1 files changed, 30 insertions, 9 deletions
diff --git a/clang/lib/Lex/LiteralSupport.cpp b/clang/lib/Lex/LiteralSupport.cpp
index fb543d0f03b..9b7c46f0911 100644
--- a/clang/lib/Lex/LiteralSupport.cpp
+++ b/clang/lib/Lex/LiteralSupport.cpp
@@ -172,8 +172,8 @@ static void ProcessUCNEscape(const char *&ThisTokBuf, const char *ThisTokEnd,
                              SourceLocation Loc, Preprocessor &PP,
                              bool wide,
                              bool Complain) {
-  // FIXME: Add a warning - UCN's are only valid in C++ & C99.
-  // FIXME: Handle wide strings.
+  if (!PP.getLangOptions().CPlusPlus && !PP.getLangOptions().C99)
+    PP.Diag(Loc, diag::warn_ucn_not_valid_in_c89);
 
   // Save the beginning of the string (for error diagnostics).

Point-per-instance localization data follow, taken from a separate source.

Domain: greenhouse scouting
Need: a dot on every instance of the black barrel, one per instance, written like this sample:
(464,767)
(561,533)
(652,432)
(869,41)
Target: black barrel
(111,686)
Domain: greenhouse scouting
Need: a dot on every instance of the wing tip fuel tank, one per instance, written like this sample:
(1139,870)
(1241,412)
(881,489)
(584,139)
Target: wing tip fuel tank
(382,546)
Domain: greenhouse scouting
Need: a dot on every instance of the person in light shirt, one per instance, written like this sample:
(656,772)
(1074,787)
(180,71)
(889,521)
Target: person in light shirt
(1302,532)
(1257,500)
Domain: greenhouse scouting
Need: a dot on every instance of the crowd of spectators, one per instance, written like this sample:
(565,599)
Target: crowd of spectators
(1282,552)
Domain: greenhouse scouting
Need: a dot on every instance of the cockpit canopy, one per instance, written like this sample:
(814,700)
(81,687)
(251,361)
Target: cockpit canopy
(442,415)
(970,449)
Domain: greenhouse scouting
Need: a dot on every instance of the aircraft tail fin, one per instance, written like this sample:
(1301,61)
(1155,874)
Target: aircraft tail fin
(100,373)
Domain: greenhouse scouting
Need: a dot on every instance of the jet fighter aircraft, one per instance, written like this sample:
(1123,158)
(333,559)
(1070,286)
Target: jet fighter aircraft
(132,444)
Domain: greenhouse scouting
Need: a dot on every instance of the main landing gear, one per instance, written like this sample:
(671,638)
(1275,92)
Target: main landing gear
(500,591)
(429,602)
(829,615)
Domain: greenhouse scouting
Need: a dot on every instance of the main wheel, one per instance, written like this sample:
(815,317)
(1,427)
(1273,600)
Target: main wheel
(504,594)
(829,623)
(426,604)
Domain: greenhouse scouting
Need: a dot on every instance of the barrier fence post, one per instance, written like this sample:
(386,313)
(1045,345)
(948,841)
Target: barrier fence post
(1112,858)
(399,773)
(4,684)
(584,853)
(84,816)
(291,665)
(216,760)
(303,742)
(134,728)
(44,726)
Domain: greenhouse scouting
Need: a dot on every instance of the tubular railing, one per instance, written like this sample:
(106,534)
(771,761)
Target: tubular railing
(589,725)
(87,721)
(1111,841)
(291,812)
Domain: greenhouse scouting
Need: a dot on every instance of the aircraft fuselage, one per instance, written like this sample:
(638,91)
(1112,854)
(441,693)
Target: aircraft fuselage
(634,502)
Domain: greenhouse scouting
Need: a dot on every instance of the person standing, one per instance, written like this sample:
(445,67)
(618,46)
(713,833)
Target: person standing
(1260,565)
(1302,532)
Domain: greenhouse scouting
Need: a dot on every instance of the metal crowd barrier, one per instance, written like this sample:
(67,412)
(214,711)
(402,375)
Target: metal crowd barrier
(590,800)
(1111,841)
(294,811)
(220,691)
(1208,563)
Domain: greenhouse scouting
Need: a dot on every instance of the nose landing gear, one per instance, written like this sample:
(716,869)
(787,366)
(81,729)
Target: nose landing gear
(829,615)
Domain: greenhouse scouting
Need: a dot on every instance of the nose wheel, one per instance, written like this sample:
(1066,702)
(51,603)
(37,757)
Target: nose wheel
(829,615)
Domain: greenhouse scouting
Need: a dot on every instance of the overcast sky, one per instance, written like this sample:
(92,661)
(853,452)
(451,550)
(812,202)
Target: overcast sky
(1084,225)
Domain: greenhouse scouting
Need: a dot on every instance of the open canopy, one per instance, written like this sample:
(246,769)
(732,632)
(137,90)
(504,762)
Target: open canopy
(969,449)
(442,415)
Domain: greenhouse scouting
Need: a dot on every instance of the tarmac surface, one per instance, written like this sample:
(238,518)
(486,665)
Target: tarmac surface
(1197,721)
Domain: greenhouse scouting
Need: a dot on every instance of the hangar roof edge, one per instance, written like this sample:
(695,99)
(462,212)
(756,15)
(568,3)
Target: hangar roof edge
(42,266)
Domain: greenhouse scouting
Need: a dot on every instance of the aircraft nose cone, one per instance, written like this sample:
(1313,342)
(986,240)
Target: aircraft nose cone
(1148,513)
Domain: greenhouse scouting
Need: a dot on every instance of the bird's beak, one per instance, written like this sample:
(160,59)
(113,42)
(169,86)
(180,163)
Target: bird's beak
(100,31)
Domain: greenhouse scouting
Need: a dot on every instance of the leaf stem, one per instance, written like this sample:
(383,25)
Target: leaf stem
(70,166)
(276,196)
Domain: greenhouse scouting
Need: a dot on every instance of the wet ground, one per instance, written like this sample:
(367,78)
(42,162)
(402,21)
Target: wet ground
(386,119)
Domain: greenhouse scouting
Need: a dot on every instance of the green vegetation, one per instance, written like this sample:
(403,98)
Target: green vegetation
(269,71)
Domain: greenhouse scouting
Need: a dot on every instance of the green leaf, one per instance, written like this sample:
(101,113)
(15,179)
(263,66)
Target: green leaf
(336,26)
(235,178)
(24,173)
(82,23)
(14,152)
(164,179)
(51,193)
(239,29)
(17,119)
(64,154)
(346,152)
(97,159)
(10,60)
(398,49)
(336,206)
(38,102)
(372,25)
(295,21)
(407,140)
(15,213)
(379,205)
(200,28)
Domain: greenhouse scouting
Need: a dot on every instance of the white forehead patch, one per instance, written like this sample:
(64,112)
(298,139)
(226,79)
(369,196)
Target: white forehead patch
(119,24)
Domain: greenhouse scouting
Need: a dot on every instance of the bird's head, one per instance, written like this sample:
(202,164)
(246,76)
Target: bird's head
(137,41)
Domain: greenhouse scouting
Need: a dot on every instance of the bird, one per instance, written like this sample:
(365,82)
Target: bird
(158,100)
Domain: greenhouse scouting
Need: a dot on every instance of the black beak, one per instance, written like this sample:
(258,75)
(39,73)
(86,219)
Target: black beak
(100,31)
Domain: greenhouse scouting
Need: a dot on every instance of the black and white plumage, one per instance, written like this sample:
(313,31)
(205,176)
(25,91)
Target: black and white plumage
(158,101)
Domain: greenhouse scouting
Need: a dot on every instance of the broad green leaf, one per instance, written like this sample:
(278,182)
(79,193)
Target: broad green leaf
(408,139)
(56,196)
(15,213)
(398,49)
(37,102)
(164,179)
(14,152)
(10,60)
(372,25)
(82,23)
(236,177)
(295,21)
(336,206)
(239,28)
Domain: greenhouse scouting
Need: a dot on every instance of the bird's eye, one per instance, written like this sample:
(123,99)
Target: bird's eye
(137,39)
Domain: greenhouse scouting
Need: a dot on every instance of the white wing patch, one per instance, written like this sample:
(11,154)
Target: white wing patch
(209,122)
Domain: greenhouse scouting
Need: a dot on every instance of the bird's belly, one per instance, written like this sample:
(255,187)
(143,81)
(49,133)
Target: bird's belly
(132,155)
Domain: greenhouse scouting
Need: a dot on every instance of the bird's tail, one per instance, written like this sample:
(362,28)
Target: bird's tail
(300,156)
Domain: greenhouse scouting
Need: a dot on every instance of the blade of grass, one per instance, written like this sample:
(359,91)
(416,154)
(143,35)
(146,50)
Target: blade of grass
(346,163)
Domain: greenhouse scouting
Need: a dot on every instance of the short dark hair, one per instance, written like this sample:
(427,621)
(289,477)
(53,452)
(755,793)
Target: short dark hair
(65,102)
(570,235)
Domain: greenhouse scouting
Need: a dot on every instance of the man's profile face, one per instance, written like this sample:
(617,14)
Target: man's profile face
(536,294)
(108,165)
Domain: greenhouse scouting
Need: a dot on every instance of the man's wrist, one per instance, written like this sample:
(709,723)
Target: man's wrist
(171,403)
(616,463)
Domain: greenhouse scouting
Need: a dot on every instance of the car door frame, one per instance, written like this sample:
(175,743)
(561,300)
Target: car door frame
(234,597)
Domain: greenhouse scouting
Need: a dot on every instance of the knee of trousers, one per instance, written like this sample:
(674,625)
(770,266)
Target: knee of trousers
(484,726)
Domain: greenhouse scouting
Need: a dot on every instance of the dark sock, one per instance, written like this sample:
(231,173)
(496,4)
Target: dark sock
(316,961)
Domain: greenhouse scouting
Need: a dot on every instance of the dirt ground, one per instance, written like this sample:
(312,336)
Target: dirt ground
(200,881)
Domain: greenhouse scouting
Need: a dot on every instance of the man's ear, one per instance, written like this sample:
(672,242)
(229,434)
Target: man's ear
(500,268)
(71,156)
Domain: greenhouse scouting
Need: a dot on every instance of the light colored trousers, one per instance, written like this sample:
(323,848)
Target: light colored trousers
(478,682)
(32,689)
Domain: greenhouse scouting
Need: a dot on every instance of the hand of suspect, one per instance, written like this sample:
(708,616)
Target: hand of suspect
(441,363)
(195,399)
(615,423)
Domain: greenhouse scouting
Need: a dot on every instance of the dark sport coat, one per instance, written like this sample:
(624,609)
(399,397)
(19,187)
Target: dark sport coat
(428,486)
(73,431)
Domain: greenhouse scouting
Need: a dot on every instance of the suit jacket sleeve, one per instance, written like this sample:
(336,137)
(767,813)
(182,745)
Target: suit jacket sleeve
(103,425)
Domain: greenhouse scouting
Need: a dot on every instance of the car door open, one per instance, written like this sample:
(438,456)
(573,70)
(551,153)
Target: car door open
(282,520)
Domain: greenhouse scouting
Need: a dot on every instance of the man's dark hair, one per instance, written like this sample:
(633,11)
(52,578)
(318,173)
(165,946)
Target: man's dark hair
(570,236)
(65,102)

   const char *ThisTokBegin = ThisTokBuf;
@@ -218,13 +218,34 @@ static void ProcessUCNEscape(const char *&ThisTokBuf, const char *ThisTokEnd,
   }
   if (wide) {
     (void)UcnLenSave;
-    assert(UcnLenSave == 4 && 
-           "ProcessUCNEscape - only ucn length of 4 supported");
-    // little endian assumed.
-    *ResultBuf++ = (UcnVal & 0x000000FF);
-    *ResultBuf++ = (UcnVal & 0x0000FF00) >> 8;
-    *ResultBuf++ = (UcnVal & 0x00FF0000) >> 16;
-    *ResultBuf++ = (UcnVal & 0xFF000000) >> 24;
+    assert((UcnLenSave == 4 || UcnLenSave == 8) && 
+           "ProcessUCNEscape - only ucn length of 4 or 8 supported");
+
+    if (!PP.getLangOptions().ShortWChar) {
+      // Note: our internal rep of wide char tokens is always little-endian.
+      *ResultBuf++ = (UcnVal & 0x000000FF);
+      *ResultBuf++ = (UcnVal & 0x0000FF00) >> 8;
+      *ResultBuf++ = (UcnVal & 0x00FF0000) >> 16;
+      *ResultBuf++ = (UcnVal & 0xFF000000) >> 24;
+      return;
+    }
+
+    // Convert to UTF16.
+    if (UcnVal < (UTF32)0xFFFF) {
+      *ResultBuf++ = (UcnVal & 0x000000FF);
+      *ResultBuf++ = (UcnVal & 0x0000FF00) >> 8;
+      return;
+    }
+    PP.Diag(Loc, diag::warn_ucn_escape_too_large);
+
+    typedef uint16_t UTF16;
+    UcnVal -= 0x10000;
+    UTF16 surrogate1 = 0xD800 + (UcnVal >> 10);
+    UTF16 surrogate2 = 0xDC00 + (UcnVal & 0x3FF);
+    *ResultBuf++ = (surrogate1 & 0x000000FF);
+    *ResultBuf++ = (surrogate1 & 0x0000FF00) >> 8;
+    *ResultBuf++ = (surrogate2 & 0x000000FF);
+    *ResultBuf++ = (surrogate2 & 0x0000FF00) >> 8;
     return;
   }
   // Now that we've parsed/checked the UCN, we convert from UTF32->UTF8.